Luc de Ste-Rose nous pose des questions :
« Mon voisin Guy m’a dit qu’il a vu mon autre voisin Max briser le miroir de ma voiture. Je veux porter plainte, mais Guy refuse d’aller à la police. Il a peur de Max. Moi j’en ai parlé à Max et il m’a dit que, oui, il a brisé mon miroir, mais je ne peux pas le prouver. Il m’a aussi dit « voyons donc, ne me dérange plus, sinon tu vas avoir affaire à moi. » Je veux savoir si je pourrais aller à la police ou poursuivre en petites créances. Est-ce que j’ai de la preuve ou est-ce que c’est tout du « ouï-dire »?
Il peut y avoir une confusion dans le concept du ouï-dire. Le ouï-dire n’est pas accepté en preuve parce que la Cour exige le témoignage de la personne qui a vu l’événement. Le principe est que la Cour n’accepte pas le « ouï-dire » parce qu’elle ne peut pas vérifier la crédibilité du vrai témoin.
Dans la situation décrite par Luc, il y a trois genres de déclarations :
1) Luc ne peut pas rapporter les paroles de Guy à l’effet qu’il a vu Max briser le miroir de la voiture. La Cour a besoin d’entendre Guy pour accepter cette preuve. C’est du ouï-dire pur et simple, et elle n’est pas recevable.
2) Luc peut témoigner que Max lui a admis avoir brisé le miroir. C’est aussi du ouï-dire, mais elle entre en preuve en vertu d’une exception à la règle contre le ouï-dire : cette déclaration constitue un aveu de Max et elle est recevable en preuve.
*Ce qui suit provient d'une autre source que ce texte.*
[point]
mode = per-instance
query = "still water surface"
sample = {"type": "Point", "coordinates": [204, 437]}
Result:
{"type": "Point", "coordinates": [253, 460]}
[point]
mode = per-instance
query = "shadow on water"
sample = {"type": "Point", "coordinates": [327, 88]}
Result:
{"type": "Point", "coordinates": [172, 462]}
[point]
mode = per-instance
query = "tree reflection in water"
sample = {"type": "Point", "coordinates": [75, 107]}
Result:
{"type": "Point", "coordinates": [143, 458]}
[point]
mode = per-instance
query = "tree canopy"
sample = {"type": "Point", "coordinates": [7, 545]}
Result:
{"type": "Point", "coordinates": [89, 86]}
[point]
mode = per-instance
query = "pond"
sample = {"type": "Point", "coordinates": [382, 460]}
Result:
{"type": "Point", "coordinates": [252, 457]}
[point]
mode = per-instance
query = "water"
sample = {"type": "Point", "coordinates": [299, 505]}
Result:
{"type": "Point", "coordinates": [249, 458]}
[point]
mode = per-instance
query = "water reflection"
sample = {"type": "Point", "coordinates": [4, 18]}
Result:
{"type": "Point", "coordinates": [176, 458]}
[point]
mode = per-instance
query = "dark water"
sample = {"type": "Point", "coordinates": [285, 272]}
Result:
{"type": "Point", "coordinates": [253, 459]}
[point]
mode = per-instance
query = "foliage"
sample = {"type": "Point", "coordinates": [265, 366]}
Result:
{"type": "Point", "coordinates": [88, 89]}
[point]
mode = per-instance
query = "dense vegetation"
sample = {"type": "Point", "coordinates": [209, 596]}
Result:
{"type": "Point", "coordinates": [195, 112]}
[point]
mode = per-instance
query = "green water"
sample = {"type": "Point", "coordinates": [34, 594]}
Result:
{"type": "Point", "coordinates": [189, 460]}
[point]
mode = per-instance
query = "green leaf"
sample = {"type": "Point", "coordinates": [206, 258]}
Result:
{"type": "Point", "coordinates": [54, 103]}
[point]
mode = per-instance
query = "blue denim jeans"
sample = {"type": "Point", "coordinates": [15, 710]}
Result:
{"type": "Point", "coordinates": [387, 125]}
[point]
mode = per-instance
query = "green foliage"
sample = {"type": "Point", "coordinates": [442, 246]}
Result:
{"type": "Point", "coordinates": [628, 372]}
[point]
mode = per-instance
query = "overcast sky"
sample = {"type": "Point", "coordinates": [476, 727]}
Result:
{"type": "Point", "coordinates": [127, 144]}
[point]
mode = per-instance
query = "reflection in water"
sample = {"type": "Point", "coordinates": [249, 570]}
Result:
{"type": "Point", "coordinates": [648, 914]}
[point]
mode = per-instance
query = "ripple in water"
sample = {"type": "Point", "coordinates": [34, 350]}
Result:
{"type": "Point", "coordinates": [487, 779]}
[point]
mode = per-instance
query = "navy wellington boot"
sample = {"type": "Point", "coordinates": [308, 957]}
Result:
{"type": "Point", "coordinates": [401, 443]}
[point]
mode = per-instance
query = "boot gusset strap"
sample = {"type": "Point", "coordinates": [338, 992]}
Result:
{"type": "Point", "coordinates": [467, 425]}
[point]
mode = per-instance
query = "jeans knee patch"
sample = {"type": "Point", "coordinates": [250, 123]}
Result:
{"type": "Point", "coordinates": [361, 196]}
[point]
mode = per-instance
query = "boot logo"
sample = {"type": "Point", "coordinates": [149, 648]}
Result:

3) Luc peut témoigner à l’effet que Max a dit « tu vas avoir affaire à moi. » Cette déclaration ne constitue pas du ouï-dire. Les avocats utilisent la phrase latine « res gestae » qui veut dire que la déclaration fait partie de l’événement. Donc, le témoignage de Luc est recevable, non pas comme une exception à la règle du ouï-dire mais comme des mots qui ne constituent pas du ouï-dire, mais plutôt l’infraction en soi.

– Me Franco Tamburro., avocat

Alepin Gauthier, avocats, s.e.n.c.
Cette chronique contient de l'information juridique d'ordre général et ne devrait pas remplacer un conseil juridique auprès d'un avocat qui tiendra compte des particularités de votre situation.